Les ânes sont rarement les têtes d’affiche de longs métrages de cinéma. Bien sûr Au hasard Balthazar (1966) de Robert Bresson avec la toute jeune Anne Wiazemsky ou encore Antoinette dans les Cévennes (2020) de Caroline Vignal avec Laure Calamy. Dans Hi-han (EO), le cinéaste octogénaire Jerzy Skolimowski fait de son équidé le héros malheureux d’un monde cruel.

Alors qu’il accompagne la belle Kasandra (Sandra Drzymalska) dans son numéro de cirque, EO est retiré des forains et placé dans une ferme. Le souvenir de la douceur féminine de sa maîtresse le pousse à s’enfuir sur les routes. EO découvre le monde sombre et violent d’une espèce animale nuisible: les humains.

En activité depuis le début des années 1960, le réalisateur polonais de Deep end (1970) a remporté le Prix du jury au dernier festival de Cannes. Conte noir, presque fantastique, EO propose une allégorie originale de l’ignoble humanité, mettant en scène les exactions commises contres les apatrides et exilés, nulle part bienvenus.

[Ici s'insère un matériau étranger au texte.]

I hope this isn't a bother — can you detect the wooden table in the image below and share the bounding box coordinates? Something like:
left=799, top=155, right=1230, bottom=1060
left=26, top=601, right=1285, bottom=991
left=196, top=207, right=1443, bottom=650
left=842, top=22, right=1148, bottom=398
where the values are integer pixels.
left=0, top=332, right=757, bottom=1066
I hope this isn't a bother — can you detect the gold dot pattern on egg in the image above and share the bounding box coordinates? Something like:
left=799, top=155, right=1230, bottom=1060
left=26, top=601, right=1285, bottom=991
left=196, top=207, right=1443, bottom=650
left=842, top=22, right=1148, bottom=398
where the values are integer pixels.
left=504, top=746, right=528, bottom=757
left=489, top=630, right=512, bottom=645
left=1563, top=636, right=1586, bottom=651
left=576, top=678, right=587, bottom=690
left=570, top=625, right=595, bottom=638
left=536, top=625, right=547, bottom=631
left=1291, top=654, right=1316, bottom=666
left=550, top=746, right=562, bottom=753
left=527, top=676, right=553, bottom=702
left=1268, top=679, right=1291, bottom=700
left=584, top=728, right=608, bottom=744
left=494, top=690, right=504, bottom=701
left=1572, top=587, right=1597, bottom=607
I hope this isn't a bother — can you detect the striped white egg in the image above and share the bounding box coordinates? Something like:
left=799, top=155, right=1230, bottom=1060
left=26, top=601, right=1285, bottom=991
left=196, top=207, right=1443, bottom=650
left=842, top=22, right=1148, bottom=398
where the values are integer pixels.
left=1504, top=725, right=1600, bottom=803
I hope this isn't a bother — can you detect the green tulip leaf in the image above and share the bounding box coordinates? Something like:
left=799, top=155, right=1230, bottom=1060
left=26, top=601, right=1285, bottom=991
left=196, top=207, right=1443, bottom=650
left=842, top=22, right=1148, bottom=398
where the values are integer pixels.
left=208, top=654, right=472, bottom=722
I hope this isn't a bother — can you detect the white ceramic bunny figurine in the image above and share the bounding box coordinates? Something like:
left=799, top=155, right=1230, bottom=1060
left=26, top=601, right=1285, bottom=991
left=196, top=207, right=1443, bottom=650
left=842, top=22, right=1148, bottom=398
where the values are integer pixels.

Avec son tourbillon d’images, sa musique omniprésente et ses effets de mise en scène, Jerzy Skolimowski est loin des partis pris formels d’un Robert Bresson. C’est ce qui plombe quelque peu cette proposition de cinéma, courageuse mais oppressante.

Pourtant, on reste ému par le sombre destin de l’âne qui, dans la poignante dernière scène, rejoint le héros du film de Joseph Losey Mr. Klein (1976). Sombre, EO ne donne aucune lueur d’espoir pour le prédateur qui sévit depuis trop longtemps sur Terre: l’Homme. La douceur féminine changera t-elle le monde?